Troops meet crazy Madge

Yes here is another “crazy” story for the Halloween season. This one like some of the others that I’ve shared they month came from GenealgoyBank.com and has a twist of sorts. Appearing in the Dallas Morning News out of Dallas, TX on June of 1901 it tells the story of a mans experience while he was on picket duty.  

A CRAZY GHOST.
It was a cold, stormy night in the spring of ’63. The elements seemed to be jealous of the storming our troops had done that day and were taking their spite out on us. The thunder was incessant and a frequent intervals came great blinding sheets of lighting, making everything as light as day. God’s aim is better than a Yankee’s, and I feared he might see fit to aim one of those bolts at me. So I felt a deal more nervous out alone on picket duty, with the lighting playing hide and seek with me thank I had felt surrounded by my company with the enemy’s lead pouring down on us like water.
In order to keep warm kept walking back and forth before my post, although the slush made walking very tiresome. Every few minutes brought my steps by an old house, long since deserted by man, but not by nature.  She had covered it with luxuriant vines, as if to hide the signs of decay. The roof was completely gone, probably carried away by a storm similar to this one. The tall pines looked into the rooms below with evident curiosity. What they saw God alone knew, for men scarcely ever ventured near there. Many tales of ghost and spirits, and midnight cries whispered about it, and it was given a wide berth. I was sorry it was at my post of duty.
In the army one hears many stories of “haunts” and midnight wanderings of white-robed spirits and the strongest-minded of us can nor hear these tales without a shudder. We boys were prone to believe such things then – most of us coming from a black mammy’s care, whose entire stock of narrations were of disembodied spirits.
I must confess I felt “shaky” and lonely and wished I was in camp. It was about twelve when a most blinding flash of lighting revealed the old house vividly and played around me as an affectionate dog plays around the one he loves. I stood quite still, somewhat stunned, I guess, when suddenly I heard a shrill feminine voice; cry out “I see you!” of course she saw me - anybody could see me - but where was the owner of the voice? It sounded so natural I thought at first it must be a human. I called out when my speech had been given back, but there came no answer. I tried to persuade myself it was my imagination. That I was tired and excited – but when the next flash revealed me standing in the same spot and the voice called out, “I see you,” I knew it was just a pure ghost and nothing else. That ghost saw me run. I went to the camp as fast as I could, told a few of the boys of the ghost at my post; and well armed they returned with me to investigate. “I see you all,” it cried as we neared the house, and the boys suddenly withdrew from its angle of vision. Every time the lighting came it called, “I see you all.” At last we got ashamed and mustered up courage enough to enter the house, and on the stairway sat a little golden-haired woman – too little to harm a fly.
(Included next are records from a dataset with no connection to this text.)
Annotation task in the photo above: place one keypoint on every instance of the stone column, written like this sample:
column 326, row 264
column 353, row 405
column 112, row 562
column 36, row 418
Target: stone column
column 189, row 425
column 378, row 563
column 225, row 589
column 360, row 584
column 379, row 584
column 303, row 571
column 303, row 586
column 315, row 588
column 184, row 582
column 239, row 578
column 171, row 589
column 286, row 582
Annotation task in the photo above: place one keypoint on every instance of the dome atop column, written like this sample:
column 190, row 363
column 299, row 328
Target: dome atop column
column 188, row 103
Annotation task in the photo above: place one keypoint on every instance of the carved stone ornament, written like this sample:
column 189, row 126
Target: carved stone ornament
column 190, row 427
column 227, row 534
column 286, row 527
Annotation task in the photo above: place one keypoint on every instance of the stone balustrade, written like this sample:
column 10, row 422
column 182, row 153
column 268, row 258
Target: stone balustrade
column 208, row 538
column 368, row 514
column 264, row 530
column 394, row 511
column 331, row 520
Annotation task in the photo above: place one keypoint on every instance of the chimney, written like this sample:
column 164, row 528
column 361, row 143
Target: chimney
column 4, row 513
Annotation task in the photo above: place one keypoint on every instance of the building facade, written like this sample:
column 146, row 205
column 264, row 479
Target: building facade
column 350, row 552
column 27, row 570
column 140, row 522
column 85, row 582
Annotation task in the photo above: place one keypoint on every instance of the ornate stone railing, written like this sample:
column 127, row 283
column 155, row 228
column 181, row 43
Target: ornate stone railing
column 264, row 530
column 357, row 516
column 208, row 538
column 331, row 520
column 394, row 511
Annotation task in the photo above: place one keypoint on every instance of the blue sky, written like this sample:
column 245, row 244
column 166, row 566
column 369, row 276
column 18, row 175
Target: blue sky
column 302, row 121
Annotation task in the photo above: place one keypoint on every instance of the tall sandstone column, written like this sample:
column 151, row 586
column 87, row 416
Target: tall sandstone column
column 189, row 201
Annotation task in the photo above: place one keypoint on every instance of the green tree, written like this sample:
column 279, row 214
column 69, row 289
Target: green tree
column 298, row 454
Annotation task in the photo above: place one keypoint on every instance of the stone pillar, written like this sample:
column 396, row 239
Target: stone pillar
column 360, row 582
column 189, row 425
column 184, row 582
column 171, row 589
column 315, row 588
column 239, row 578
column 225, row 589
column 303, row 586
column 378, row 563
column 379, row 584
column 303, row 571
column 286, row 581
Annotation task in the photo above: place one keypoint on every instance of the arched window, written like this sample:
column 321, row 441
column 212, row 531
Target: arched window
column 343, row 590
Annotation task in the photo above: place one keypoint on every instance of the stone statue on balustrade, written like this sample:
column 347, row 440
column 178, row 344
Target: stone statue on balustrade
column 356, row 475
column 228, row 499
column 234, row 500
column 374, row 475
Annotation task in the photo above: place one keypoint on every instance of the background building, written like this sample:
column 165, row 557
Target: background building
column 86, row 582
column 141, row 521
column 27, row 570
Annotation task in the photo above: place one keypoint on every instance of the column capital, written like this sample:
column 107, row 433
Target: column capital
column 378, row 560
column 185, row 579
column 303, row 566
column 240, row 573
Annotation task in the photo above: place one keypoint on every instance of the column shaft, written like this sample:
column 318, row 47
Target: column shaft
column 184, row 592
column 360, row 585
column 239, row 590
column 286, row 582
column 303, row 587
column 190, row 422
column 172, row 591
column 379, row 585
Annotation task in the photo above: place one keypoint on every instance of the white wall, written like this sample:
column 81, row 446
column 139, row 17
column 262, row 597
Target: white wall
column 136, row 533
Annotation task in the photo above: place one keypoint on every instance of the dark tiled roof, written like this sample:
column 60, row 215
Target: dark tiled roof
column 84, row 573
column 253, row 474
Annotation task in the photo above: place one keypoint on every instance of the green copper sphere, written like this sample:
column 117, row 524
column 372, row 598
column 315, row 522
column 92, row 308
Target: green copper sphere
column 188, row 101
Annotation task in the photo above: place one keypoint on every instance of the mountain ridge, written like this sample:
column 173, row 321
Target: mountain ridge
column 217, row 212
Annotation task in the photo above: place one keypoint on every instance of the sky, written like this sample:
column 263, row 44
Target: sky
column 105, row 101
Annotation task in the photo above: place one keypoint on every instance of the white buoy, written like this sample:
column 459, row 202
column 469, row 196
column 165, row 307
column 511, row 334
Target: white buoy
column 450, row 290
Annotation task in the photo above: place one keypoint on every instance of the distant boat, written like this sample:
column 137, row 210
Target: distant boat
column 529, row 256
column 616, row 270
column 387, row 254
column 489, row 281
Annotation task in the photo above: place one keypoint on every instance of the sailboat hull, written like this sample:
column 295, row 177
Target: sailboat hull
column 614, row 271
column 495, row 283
She turned to flee, but I pinioned her in my arms and had her carried to the guardhouse for the night.
The next morning her father, a refined gentleman called for her. “She isn’t just right, sir,” he said with a choking voice as he place her in his carriage. I’m only daddy’s blue – eyed Madge,” she said. “And as crazy as a loon,” I observed as I walked away followed by the cries of the boys asking for my experience with ghosts.